Convolutional Neural Network (CNN) can do a lot of things that were previously considered almost impossible (I am taking about 1960's here).
After the invention of CNN for digit recognition by Yann Lee Cunn et al. , deep learning and Machine learning have gained a tremendous boost
in almost every nook and corner of IT industry. Machine Learning is itself a very old topic, but earlier, there were no computational power to manifest
such enormous computation and store such huge quantities of data. Due to the growth of hardware technologies (and constant growth by Moore's Law), there is
a huge demand for this subject in recent industry. A person who is qualified enough to solve Machine Learning tasks are paid almost double, to those who
are just software engineers. Almost every IT department seeks an analyst who can crunch information from the data to predict the future and make the company
aware of the policies that it needs to make. One of the greatest development in the field of Machine Learning is image recognition. Though there are several algorithms
which focusses on playing of games and particular use of deep reinforcement learning, our experiment explores the concept of a rather simple model of automating games.
The model that we have used is developed over the years by eminent researchers by trial and errors. We have tweaked some of the parameters and shown that just
by seeing and learning, the computer can perform a lot of tasks which can automate many things in day to day life.
Video 1: Beamer presentation for Communicative English Course on this topic.
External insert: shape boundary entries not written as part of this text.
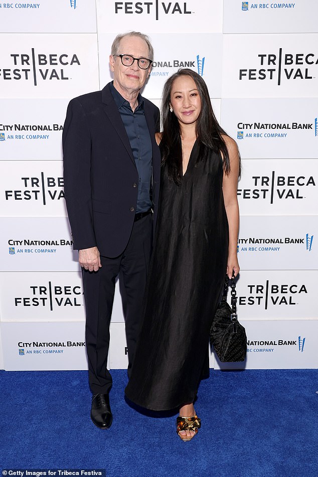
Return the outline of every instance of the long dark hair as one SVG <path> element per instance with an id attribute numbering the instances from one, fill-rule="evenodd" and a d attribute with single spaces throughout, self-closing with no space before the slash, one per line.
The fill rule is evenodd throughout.
<path id="1" fill-rule="evenodd" d="M 170 110 L 171 90 L 175 80 L 180 76 L 190 76 L 196 83 L 201 100 L 201 110 L 196 124 L 196 134 L 200 141 L 199 157 L 206 158 L 207 148 L 216 152 L 221 152 L 223 168 L 226 174 L 230 171 L 230 158 L 222 134 L 226 135 L 214 115 L 208 88 L 200 75 L 188 68 L 181 68 L 166 82 L 163 92 L 162 118 L 163 132 L 160 148 L 163 164 L 168 166 L 168 176 L 176 184 L 181 182 L 182 170 L 182 149 L 180 127 L 178 120 Z"/>

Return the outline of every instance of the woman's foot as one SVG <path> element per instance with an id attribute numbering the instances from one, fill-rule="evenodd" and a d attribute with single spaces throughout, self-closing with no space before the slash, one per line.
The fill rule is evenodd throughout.
<path id="1" fill-rule="evenodd" d="M 193 403 L 180 408 L 180 415 L 177 418 L 177 433 L 182 440 L 191 440 L 201 426 L 200 419 L 196 414 Z"/>

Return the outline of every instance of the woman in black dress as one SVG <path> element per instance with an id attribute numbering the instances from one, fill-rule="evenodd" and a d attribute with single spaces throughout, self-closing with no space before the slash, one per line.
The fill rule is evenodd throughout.
<path id="1" fill-rule="evenodd" d="M 240 158 L 213 113 L 206 85 L 184 69 L 164 89 L 159 210 L 143 325 L 125 389 L 154 410 L 178 407 L 190 440 L 209 332 L 226 272 L 236 275 Z"/>

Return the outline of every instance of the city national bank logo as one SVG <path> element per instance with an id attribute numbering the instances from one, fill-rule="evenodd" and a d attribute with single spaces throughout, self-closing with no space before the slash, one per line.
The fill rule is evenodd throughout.
<path id="1" fill-rule="evenodd" d="M 59 307 L 83 305 L 83 291 L 79 285 L 56 285 L 49 281 L 47 285 L 31 285 L 30 289 L 29 296 L 14 297 L 15 306 L 40 306 L 54 311 Z"/>
<path id="2" fill-rule="evenodd" d="M 150 73 L 150 76 L 169 76 L 170 72 L 163 71 L 164 68 L 175 69 L 179 68 L 190 68 L 196 70 L 200 76 L 203 75 L 205 57 L 201 58 L 197 55 L 195 60 L 178 59 L 169 60 L 168 61 L 154 61 L 151 65 L 152 69 Z M 161 71 L 155 71 L 156 69 L 161 69 Z M 173 72 L 171 72 L 172 73 Z"/>
<path id="3" fill-rule="evenodd" d="M 302 338 L 301 336 L 298 337 L 298 349 L 300 353 L 302 353 L 303 351 L 305 339 L 305 338 Z"/>
<path id="4" fill-rule="evenodd" d="M 261 53 L 251 68 L 240 68 L 238 78 L 241 81 L 269 80 L 280 86 L 283 80 L 299 81 L 312 80 L 317 76 L 318 55 L 305 51 L 291 53 L 279 48 L 276 52 Z"/>
<path id="5" fill-rule="evenodd" d="M 198 66 L 198 73 L 200 76 L 203 76 L 203 70 L 204 69 L 204 61 L 205 57 L 203 57 L 202 60 L 200 59 L 199 55 L 197 56 L 197 65 Z"/>
<path id="6" fill-rule="evenodd" d="M 63 177 L 47 177 L 41 172 L 36 177 L 22 177 L 21 180 L 19 188 L 5 191 L 6 201 L 39 201 L 47 205 L 64 198 Z"/>
<path id="7" fill-rule="evenodd" d="M 194 12 L 190 10 L 186 2 L 115 2 L 115 14 L 117 15 L 142 14 L 152 15 L 156 20 L 163 20 L 165 15 L 191 15 Z M 139 17 L 140 18 L 140 17 Z"/>
<path id="8" fill-rule="evenodd" d="M 69 246 L 73 245 L 73 240 L 66 239 L 58 239 L 52 240 L 35 240 L 30 239 L 24 239 L 22 240 L 15 240 L 10 239 L 8 240 L 9 245 L 17 246 L 16 251 L 15 247 L 9 247 L 9 254 L 15 255 L 17 253 L 24 253 L 30 254 L 32 253 L 56 253 L 57 248 L 48 248 L 50 247 Z M 27 247 L 27 248 L 20 247 Z M 41 247 L 41 248 L 40 248 Z M 44 248 L 45 247 L 45 248 Z"/>
<path id="9" fill-rule="evenodd" d="M 285 138 L 290 132 L 307 130 L 318 136 L 318 121 L 315 118 L 312 122 L 243 122 L 237 123 L 237 138 L 272 139 Z"/>
<path id="10" fill-rule="evenodd" d="M 267 310 L 270 307 L 294 306 L 308 294 L 304 283 L 271 283 L 266 280 L 263 283 L 247 285 L 247 293 L 238 297 L 240 306 L 256 305 Z"/>
<path id="11" fill-rule="evenodd" d="M 20 356 L 26 355 L 62 354 L 65 348 L 83 348 L 86 346 L 85 341 L 30 341 L 29 343 L 19 342 L 18 346 Z M 27 348 L 26 350 L 25 350 Z"/>
<path id="12" fill-rule="evenodd" d="M 248 353 L 273 353 L 276 347 L 295 346 L 298 347 L 298 350 L 301 353 L 303 351 L 305 338 L 298 336 L 297 340 L 248 340 L 247 352 Z M 261 347 L 261 348 L 251 348 L 250 347 Z"/>
<path id="13" fill-rule="evenodd" d="M 0 80 L 3 84 L 6 81 L 22 80 L 32 81 L 35 86 L 45 81 L 67 81 L 71 67 L 80 66 L 75 53 L 44 53 L 24 50 L 9 55 L 7 64 L 0 68 Z"/>
<path id="14" fill-rule="evenodd" d="M 309 235 L 309 234 L 306 234 L 306 249 L 307 250 L 308 252 L 311 251 L 313 240 L 313 235 Z"/>
<path id="15" fill-rule="evenodd" d="M 17 140 L 18 141 L 26 139 L 29 140 L 47 140 L 50 134 L 46 134 L 47 131 L 63 131 L 62 124 L 5 124 L 0 123 L 0 131 L 7 131 L 7 139 Z M 2 137 L 3 139 L 2 139 Z M 4 132 L 0 132 L 0 141 L 6 140 Z"/>
<path id="16" fill-rule="evenodd" d="M 237 251 L 246 252 L 279 252 L 284 249 L 286 246 L 290 245 L 301 245 L 301 248 L 305 244 L 307 250 L 311 249 L 312 238 L 308 237 L 306 238 L 294 237 L 280 237 L 260 238 L 249 237 L 248 238 L 240 237 L 237 240 Z"/>
<path id="17" fill-rule="evenodd" d="M 252 187 L 238 189 L 242 199 L 265 199 L 273 204 L 276 200 L 305 198 L 307 188 L 315 187 L 313 176 L 280 176 L 274 171 L 269 176 L 253 176 Z"/>

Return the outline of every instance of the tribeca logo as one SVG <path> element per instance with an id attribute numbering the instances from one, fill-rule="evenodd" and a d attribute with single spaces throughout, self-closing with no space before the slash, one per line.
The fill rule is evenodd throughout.
<path id="1" fill-rule="evenodd" d="M 298 337 L 298 349 L 300 353 L 303 351 L 303 348 L 305 346 L 305 338 L 302 338 L 301 337 Z"/>
<path id="2" fill-rule="evenodd" d="M 309 234 L 306 234 L 306 249 L 310 252 L 312 246 L 312 240 L 313 235 L 309 235 Z"/>
<path id="3" fill-rule="evenodd" d="M 35 86 L 42 80 L 69 80 L 66 72 L 70 71 L 70 67 L 81 65 L 75 53 L 36 53 L 34 48 L 28 53 L 12 53 L 10 56 L 11 67 L 6 65 L 0 68 L 0 79 L 4 81 L 30 80 Z"/>
<path id="4" fill-rule="evenodd" d="M 282 79 L 311 80 L 315 78 L 314 66 L 318 65 L 316 53 L 285 53 L 279 48 L 275 53 L 260 53 L 257 55 L 258 68 L 242 68 L 239 70 L 239 80 L 257 80 L 277 79 L 280 86 Z"/>
<path id="5" fill-rule="evenodd" d="M 204 60 L 205 57 L 204 56 L 202 60 L 200 60 L 200 55 L 197 55 L 197 65 L 198 66 L 198 73 L 200 76 L 203 76 L 203 70 L 204 69 Z"/>
<path id="6" fill-rule="evenodd" d="M 304 176 L 279 176 L 274 171 L 266 176 L 253 176 L 252 186 L 238 189 L 237 195 L 242 199 L 268 199 L 273 204 L 275 199 L 303 199 L 306 188 L 315 187 L 313 177 Z M 255 188 L 252 188 L 255 187 Z"/>
<path id="7" fill-rule="evenodd" d="M 64 198 L 64 178 L 46 177 L 43 172 L 36 177 L 22 177 L 19 190 L 5 191 L 6 201 L 38 200 L 43 205 L 51 200 Z"/>

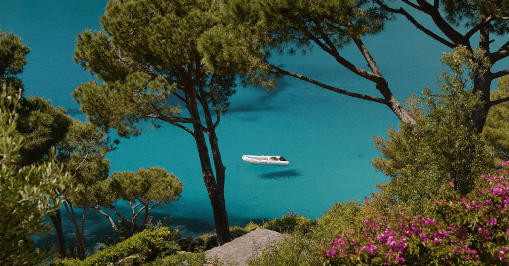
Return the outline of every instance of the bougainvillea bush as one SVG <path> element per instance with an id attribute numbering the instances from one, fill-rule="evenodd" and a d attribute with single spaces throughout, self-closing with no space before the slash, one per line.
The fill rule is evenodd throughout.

A CNN when applied in image recognition, acts on an image. That is, if we want to apply something using CNN into video, we have to extract the frames, and work on it.
The CNN might take about 0.4 second to do the job, then it is still a very bad algorithm, since there are 60 frames in one second and to act on real time systems, it shall
be able to do atleast 30 operations per second. Though scientists are working consistently on this matter of improving the efficiency of algorithms which can be embedded
and shall be working on very low powered devices [1].
Our Approach
Here, we will design and talk about those games (a certain class of games which are extremely simple to play) which will can be played automatically, and will see what is the exact
power of CNN in solving and automating tasks. There are rather very advanced models like the one which plays Go (alpha go), and others which uses advanced concepts of machine learning.
The question was "Can CNN play pong game?". Firstly we have designed and used pong game, designed by Harrison and
applied it to our version. The answer lies by asking ourself another question, i.e., can we predict the next move of the player when we are playing one to one
with computer by just looking at a static image? as shown in Fig. 1 .
Fig. 1: Which direction (up or down?) shall the right paddle move?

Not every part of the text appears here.